Вскоре прибыл лекарь. К нему Марк уже обращался

неоднократно, будучи знаком с ним достаточно давно, всецело

доверяя ему, проверенному в деле и надёжному врачу и

товарищу. Тот, осмотрев больную, приготовил какие-то

снадобья, перебинтовал рану, проинструктировав вместе с тем

Петра и служанок, ухаживающих за ней, приготовил какой-то

напиток, тотчас же предложенный им пациентке, и удалился в

сопровождении своего раба, пообещав навестить больную.

Хозяин дома, растревоженный случившимся, сказал Петру, что

эту ночь сам подежурит около больной, на что тот не выразил

ни капли удивления, а Марк, в свою очередь, был благодарен

ему за такую тактичность, понимая, что все мотивы, какими он

руководствовался в принятии этого решения, ясны Петру, как

никому другому, и основания их принятия не нужно проверять.

Ночь прошла тревожно: больная была без сознания,

бредила незнакомыми Марку образами; обрывки фраз, иногда

им воспринимаемые, ничего ему не говорили, но и знакомых

имён в этом бреду он не слышал.

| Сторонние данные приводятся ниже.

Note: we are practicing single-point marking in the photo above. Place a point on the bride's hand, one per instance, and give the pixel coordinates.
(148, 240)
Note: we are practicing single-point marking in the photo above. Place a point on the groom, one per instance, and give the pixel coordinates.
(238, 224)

Утром его сменил Пётр,

приведший дежурить служанку, ранее ухаживающую за

пленницей. Третья ночь дежурства прошла, как и две

предыдущие: больная бредила, не приходя в сознание, а Марк,

уставший от недосыпания, вздремнул, облокотившись на

подлокотник сиденья, но вдруг очнулся, словно разбуженный

кем-то, как от толчка: она смотрела на него внимательно и

удивлённо.

– Господи! – выдохнул он. – Ну наконец-то!

Торопливо выйдя из комнаты и разбудив Петра, он поднял

слуг, с тем чтобы те приготовили еду больной, особо обратив

внимание на то, чтобы разогрели бульон из фазана, что варили

каждый день, пока та была без сознания. Возвращаясь обратно,

он насмешливо спросил себя: «Что же ты суетишься-то так,

милый? Смотри, как бы разочарование не было большим, чем

надежда», – и вдруг понял, что его отношение к ней вызвано

не только сочувствием. Женщина лежала в том же положении,

в каком была до ухода Марка из комнаты, и в тусклом свете

масляных ламп выглядела совершенно слабой и беспомощной.

Хозяин разжёг ещё несколько светильников и, спросив, не

хочет ли она пить, передал ей питьё, которое она и выпила

полностью; но даже эта непродолжительная процедура

вынудила её некоторое время восстанавливать дыхание.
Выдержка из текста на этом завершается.